Aerosol containers are extensively used for storing, marketing and conveniently dispensing a great variety of products.
For some products it has been found desirable to provide a liner within the relatively rigid outer container in order to separate the product from the propellant. Ordinarily the product is contained within the liner and the propellant surrounds the liner so that the liner collapses under the influence of the propellant as product is expelled through a valve formed in communication with the interior of the liner. Usually, the valve is manually operable and is mounted in a closure which is secured to the top of the outer container.
Pressurized dispensing containers having a liner are commonly known as barrier packs. There are two areas of barrier pack design considerations which are important in evaluating the commercial desirability of a barrier pack container. The first is the ease, convenience and economical efficiency of the assembly of the barrier pack components and the filling of the barrier pack container with product and propellant. The second is the efficiency with which the barrier pack container is able to expell the contained product, that is, the proportion of contained product which can be expelled.
Conventional aerosol containers, of the type which do not have an interior lining, arrive at the filling machine in two parts. The first part is the main body of the container as supplied by the container manufacturer. It has a cylindrical side wall portion, an attached bottom and an attached crown. The crown has a relatively large open mouth or filler hole at its central top which is bounded by a filler ring formed by an annular, outward curl. The second part of the conventional aerosol container is a valve closure carrying a manual valve dispensing mechanism. The filling machine inserts the product and propellant into the main body of the container through the filler hole and then crimps the valve closure to the filler hole of the crown to seal the two parts together.
Because of the design of some product-isolating liners, very substantial modifications in this process have been necessary therefore reducing the economic desirability of using such liners. For example, some liners must be inserted prior to the attachment of the crown or the bottom to the cylindrical side walls of the outer container. Some liners require a small propellant filler hole in the bottom of the container which must be sealed by a plug after the propellant is filled into the container.
There is, therefore, a need for an improved barrier pack liner requiring minimal modification of the conventional filling operation, which may be inserted through the conventional filler hole of the main container body and which will allow both product and propellant to be filled into the container through the filler hole.

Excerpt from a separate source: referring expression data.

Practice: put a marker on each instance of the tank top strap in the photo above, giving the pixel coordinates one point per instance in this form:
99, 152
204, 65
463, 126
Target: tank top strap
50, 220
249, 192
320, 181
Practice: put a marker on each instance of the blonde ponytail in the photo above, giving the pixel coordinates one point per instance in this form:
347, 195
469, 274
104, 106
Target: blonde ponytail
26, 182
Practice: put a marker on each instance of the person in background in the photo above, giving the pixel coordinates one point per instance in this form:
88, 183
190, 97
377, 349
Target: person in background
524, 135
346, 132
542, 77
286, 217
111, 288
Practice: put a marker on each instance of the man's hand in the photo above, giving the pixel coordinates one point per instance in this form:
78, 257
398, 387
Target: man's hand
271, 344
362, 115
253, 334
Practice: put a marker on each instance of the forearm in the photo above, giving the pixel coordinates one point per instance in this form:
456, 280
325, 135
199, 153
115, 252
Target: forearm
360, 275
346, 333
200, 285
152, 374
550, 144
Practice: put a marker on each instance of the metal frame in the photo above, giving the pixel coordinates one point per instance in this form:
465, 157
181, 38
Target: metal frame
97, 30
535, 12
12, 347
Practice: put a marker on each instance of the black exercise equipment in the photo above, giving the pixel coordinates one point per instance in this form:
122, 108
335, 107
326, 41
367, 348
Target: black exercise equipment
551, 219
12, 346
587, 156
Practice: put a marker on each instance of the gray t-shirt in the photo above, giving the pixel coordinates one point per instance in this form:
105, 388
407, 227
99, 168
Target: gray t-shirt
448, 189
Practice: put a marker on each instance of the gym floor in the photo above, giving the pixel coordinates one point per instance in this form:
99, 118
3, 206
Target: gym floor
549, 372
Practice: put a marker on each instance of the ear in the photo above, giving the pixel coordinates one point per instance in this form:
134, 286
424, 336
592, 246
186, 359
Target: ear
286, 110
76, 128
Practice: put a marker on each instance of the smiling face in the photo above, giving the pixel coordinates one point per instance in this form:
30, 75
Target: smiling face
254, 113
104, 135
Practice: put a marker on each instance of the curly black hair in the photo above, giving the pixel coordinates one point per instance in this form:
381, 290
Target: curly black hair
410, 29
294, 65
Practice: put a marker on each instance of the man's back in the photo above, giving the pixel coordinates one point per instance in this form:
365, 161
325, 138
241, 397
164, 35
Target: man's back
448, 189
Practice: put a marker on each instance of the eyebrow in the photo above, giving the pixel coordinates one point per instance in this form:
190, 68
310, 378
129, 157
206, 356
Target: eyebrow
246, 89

Any container liner, when entirely collapsed, will nonetheless retain some product between its interior walls. If, during collapse of the liner, the interior walls come together to pinch off and isolate a region of product, then a substantial volume of product will be unable to be exhausted from the container. In order to avoid such pinch off, containers have been annularly or longitudinally pleated in order to provide for their orderly collapse and to minimize the residual volume of unexpellable product. However, because of the substantial thickness of the accumulated folded pleats as they fold together, a significant, central, interior volume of unexpellable product remains in such pleated liners. This is especially true of annularly pleated liners. There is therefore, a need for a liner which can further reduce the volume of residual unexpellable product.
One limitation of previously known pleated liners is that they place severe limitations on the shape of their outer containers. For example, the annularly pleated liner is limited to cylindrical containers or to conically shaped containers having the valved closure at its large end. The longitudinally pleated liner permits a greater variety of outer container shapes but requires that a particular liner be manufactured for a particularly shaped container.
There is, therefore, a need for a single liner which can conform to a variety of container shapes.